Kamis, 08 Desember 2016

TENHOLES - LOYALTY


Ukien Bstrd - Vocals, Andry Cepy - Guitars, Endry - Guitars, Bary Poseur - Bass, King Edwin - Mandolins dan Acongaco - Drums, membuka kembali babak baru bagi band pionir celtic punk dari Jakarta, Ten Holes, dengan merilis album kedua mereka bertajuk ‘Loyalty’.

Para Warriors Crew ini mengentaskan album baru nyaris di penghujung tahun 2016, secara personal, album ini masuk ke dalam list album penyelamat di tengah kegersangan atmosfir hidup yang di tahun-tahun belakangan disibukkan dengan euforia politik perwakilan, yang sebagiannya masih belum bisa beranjak dan terus berpolusi sampai saat ini.

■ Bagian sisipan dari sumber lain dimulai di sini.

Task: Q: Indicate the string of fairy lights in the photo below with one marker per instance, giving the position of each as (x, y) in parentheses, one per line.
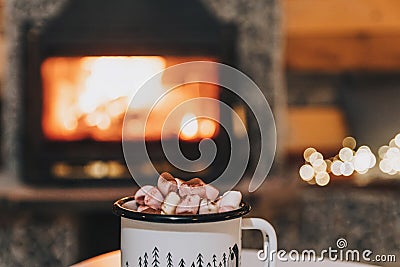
(349, 160)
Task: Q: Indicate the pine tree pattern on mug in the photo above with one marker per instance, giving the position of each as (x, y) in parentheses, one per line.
(229, 259)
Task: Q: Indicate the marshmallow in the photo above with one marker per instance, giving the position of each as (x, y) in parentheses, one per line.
(179, 182)
(142, 207)
(167, 183)
(141, 193)
(207, 207)
(230, 199)
(188, 205)
(194, 186)
(151, 211)
(170, 203)
(154, 198)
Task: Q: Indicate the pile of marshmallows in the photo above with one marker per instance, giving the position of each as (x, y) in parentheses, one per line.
(173, 196)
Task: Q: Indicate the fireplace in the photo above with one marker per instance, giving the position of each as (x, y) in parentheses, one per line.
(82, 67)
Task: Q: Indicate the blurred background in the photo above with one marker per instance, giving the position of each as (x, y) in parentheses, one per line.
(329, 69)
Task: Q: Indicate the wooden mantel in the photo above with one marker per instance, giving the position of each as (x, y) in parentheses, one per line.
(342, 35)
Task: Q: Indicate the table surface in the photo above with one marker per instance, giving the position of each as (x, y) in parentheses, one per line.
(249, 259)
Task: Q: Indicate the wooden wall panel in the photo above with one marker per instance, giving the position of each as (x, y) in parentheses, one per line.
(340, 35)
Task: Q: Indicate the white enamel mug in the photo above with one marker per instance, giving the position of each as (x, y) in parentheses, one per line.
(209, 240)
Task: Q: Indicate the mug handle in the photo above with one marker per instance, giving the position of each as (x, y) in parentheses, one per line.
(269, 237)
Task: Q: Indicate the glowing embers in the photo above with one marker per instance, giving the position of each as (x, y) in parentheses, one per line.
(87, 98)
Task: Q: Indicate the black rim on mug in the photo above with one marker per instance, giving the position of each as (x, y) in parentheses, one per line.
(120, 210)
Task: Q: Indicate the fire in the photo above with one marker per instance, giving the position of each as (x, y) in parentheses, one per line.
(87, 97)
(189, 126)
(196, 128)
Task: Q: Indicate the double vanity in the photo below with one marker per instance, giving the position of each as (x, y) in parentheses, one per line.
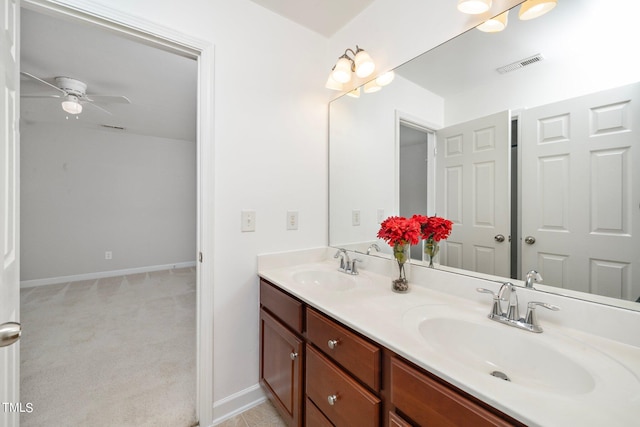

‘Loyalty’ diproduksi dengan sangat baik, sound yang sangat prima – untaian lirik yang tajam dan liar dilahirkan hingga melebur menjadi musik yang bersemangat, meski jika kita simak lebih lanjut, ada aura sendu dan gelap yang dihadirkan, utamanya di beberapa nomor lagu yang mengajak kita berfikir, merenung: berkontemplasi, apa dunia baik-baik saja?

Album ini rilis dibawah naungan Bergerak Records dengan mengambil Baks Studio sebagai tempat mereka merekam segala aktifitas bermusik sampai membentuk aneka bunyi-bunyian yang tersaji di dalamnya. Profesional-profesional yang terlibat dalam proses produksi album ini menjadikan segala apa yang keluar dari album ini nyaris tanpa cela.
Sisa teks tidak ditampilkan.